In dialogue with General Treatise on Semiotics , this new edition of Kant and the Platypus brings together essays written by Umberto Eco that deal with themes related to language and cognition.
How do we recognize a cat? How do we differentiate it from a dog? Why don't we confuse an elephant with an armadillo or call a woman a hat? This formidable problem has obsessed thinkers from Plato to contemporary philosophers, and not even Kant knew how to solve it satisfactorily. In Kant and the Platypus , Umberto Eco addresses these questions and explores the vague and fascinating field of cognitive science. "If there are many things I say in these pages, there are many more that I don't say, simply because I don't have precise ideas about them."
Written over the course of a year, the essays in this book stem from systematic concerns that refer to, complement, and engage with Eco's classic 1975 work, General Treatise on Semiotics . Instead of an academic analysis, Eco presents a series of investigations based on common sense, and his theoretical discussions are full of "stories," using fables to help the reader see the themes clearly.
But what about Kant and the platypus? From Kant—on whom the direction of cognitive science in this century depends, based on its dilemmas and axioms—Eco draws the empirical concepts that allow for a first nucleus from which successive definitions will be organized. The platypus, a mammal that for over a century failed to be included in any category of order or species, serves as a prime example of the difficulties of classification. It therefore serves to test the Kantian system, or the order of knowledge according to Kant; and also to allow us to imagine the philosopher's reaction to this animal he never got to know.
"In this book, I explain why the platypus is not horrible, but prodigious and providential in that it tests a theory of knowledge. Incidentally, given its very early appearance in the development of species, I suggest that it is not made from pieces of other animals, but that other animals are made from its pieces. [...]

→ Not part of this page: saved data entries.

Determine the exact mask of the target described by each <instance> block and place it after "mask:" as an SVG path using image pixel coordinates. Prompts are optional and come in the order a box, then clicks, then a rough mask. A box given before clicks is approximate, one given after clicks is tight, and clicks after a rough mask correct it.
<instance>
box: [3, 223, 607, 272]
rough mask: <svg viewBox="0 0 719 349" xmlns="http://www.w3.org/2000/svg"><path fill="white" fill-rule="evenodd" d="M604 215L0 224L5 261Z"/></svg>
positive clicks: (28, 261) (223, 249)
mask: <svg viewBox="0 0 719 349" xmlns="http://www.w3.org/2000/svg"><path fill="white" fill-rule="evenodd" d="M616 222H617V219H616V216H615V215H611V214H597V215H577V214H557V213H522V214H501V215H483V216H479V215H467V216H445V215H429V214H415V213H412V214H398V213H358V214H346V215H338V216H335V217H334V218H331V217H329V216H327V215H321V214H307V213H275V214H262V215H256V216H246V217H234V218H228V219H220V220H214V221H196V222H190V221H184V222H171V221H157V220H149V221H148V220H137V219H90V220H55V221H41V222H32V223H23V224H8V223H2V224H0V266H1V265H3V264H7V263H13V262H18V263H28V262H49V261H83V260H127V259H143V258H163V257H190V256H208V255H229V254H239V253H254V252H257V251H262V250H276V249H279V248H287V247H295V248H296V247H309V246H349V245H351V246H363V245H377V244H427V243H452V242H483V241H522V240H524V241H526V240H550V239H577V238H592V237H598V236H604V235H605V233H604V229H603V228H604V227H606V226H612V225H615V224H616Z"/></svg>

The task of a philosophical discourse is to revisit where Kant started, and what problematic knots he wrestled with, because their alternation can teach us something as well. Without knowing it, we may still be children of his errors (as well as his truths), and understanding the subject could prevent us from making similar mistakes or believing we discovered yesterday what he had already suggested two hundred years ago. Briefly, Kant knew nothing about the platypus, and patience, but the platypus, to resolve its own identity crisis, should know something about Kant.